Mike Parr Foreign Looking 2013–2015, Canberra and Sydney etching, printed in black and colour inks, from multiple plates; relief additions; subsequently painted in low sheen red acrylic paint Private Collection Printer: John Loane Print workshop: Viridian Press
Mike Parr Foreign Looking 2013–2015, Canberra and Sydney etching, printed in black and colour inks, from multiple plates; relief additions; subsequently painted in low sheen red acrylic paint Private Collection Printer: John Loane Print workshop: Viridian Press
The piece for which the exhibition is named, “Foreign Looking” (2013-2015), commands the last room. It consists of a large panel of red painted paper pieces. A video of Parr entitled “Painting-out Performance” plays next to it in which he obliterates the originally black etchings in blood red.

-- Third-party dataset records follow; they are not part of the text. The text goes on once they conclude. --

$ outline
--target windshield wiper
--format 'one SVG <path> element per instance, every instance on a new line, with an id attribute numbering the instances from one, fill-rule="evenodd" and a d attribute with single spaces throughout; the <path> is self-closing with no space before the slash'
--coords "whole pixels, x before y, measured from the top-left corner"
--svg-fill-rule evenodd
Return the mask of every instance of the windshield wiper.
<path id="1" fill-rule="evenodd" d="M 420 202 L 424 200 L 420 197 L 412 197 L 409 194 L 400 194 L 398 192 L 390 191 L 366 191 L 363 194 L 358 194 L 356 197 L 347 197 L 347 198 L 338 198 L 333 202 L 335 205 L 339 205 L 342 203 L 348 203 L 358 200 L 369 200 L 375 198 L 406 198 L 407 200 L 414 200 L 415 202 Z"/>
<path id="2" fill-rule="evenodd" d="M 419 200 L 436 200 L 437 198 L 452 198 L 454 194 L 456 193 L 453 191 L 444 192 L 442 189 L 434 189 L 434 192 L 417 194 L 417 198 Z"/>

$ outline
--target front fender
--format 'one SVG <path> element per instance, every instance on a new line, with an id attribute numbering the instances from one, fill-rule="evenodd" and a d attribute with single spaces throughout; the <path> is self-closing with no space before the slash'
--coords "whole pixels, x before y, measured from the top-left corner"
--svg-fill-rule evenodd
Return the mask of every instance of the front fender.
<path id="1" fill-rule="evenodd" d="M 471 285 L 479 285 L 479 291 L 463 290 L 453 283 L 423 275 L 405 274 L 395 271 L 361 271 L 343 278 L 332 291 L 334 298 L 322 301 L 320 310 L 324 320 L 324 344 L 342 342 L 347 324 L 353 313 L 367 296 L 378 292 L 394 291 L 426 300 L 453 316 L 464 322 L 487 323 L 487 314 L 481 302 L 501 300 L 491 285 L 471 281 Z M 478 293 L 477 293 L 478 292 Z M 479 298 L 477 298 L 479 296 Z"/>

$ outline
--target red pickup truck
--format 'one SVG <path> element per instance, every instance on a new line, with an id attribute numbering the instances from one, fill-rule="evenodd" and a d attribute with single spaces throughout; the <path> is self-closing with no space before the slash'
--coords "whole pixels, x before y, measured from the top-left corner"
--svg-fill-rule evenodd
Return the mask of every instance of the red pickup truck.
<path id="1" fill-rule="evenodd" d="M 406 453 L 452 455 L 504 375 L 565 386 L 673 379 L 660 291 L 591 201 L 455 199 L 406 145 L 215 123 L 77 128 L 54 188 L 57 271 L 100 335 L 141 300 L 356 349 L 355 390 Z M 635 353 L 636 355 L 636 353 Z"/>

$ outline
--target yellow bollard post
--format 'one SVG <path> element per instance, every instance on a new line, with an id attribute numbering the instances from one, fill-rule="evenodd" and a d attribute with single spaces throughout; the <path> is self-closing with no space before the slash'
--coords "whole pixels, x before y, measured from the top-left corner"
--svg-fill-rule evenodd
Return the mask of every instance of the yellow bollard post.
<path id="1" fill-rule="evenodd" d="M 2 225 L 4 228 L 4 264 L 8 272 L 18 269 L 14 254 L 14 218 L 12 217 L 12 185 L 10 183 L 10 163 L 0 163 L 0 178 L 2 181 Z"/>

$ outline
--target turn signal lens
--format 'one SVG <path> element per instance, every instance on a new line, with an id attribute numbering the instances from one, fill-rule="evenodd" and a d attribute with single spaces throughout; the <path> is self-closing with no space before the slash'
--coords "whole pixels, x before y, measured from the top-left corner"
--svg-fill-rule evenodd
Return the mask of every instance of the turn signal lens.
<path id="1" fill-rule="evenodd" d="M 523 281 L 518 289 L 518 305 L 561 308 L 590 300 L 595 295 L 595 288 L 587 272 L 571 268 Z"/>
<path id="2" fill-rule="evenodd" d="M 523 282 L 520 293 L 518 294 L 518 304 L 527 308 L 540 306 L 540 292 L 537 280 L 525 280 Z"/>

Performing “Jackson Pollock the Female” Parr doesn’t really do anything. It is all done to and for him. And even though the anonymous female is the action painter, the work is credited to Parr.

Jackson Pollock was also tended to throughout his artistic life. His wife Lee Krasner significantly contributed to Pollock’s art: organising him, caring for him despite his destructive alcoholism, and introducing him to many figures in the art world that were critical to his success.

Parr thinks deeply about his performance pieces, acknowledging that the role of the viewer is integral. This piece could be a comment on Krasner’s anonymity, Pollock as hero being taken as read, or Pollock’s self-destruction. But despite his own bloodletting, Parr the performance artist was competing with many other art world personalities on his opening night, as well as the freely available bloody marys.

Red as a veil is a recurring theme in “Foreign Looking”.

 Melissa Nickols is the 2016 Arts Writer in Residence at M16 Artspace, Griffith. 

“Mike Parr: Foreign Looking” is at the National Gallery of Australia until November 6, daily, free entry.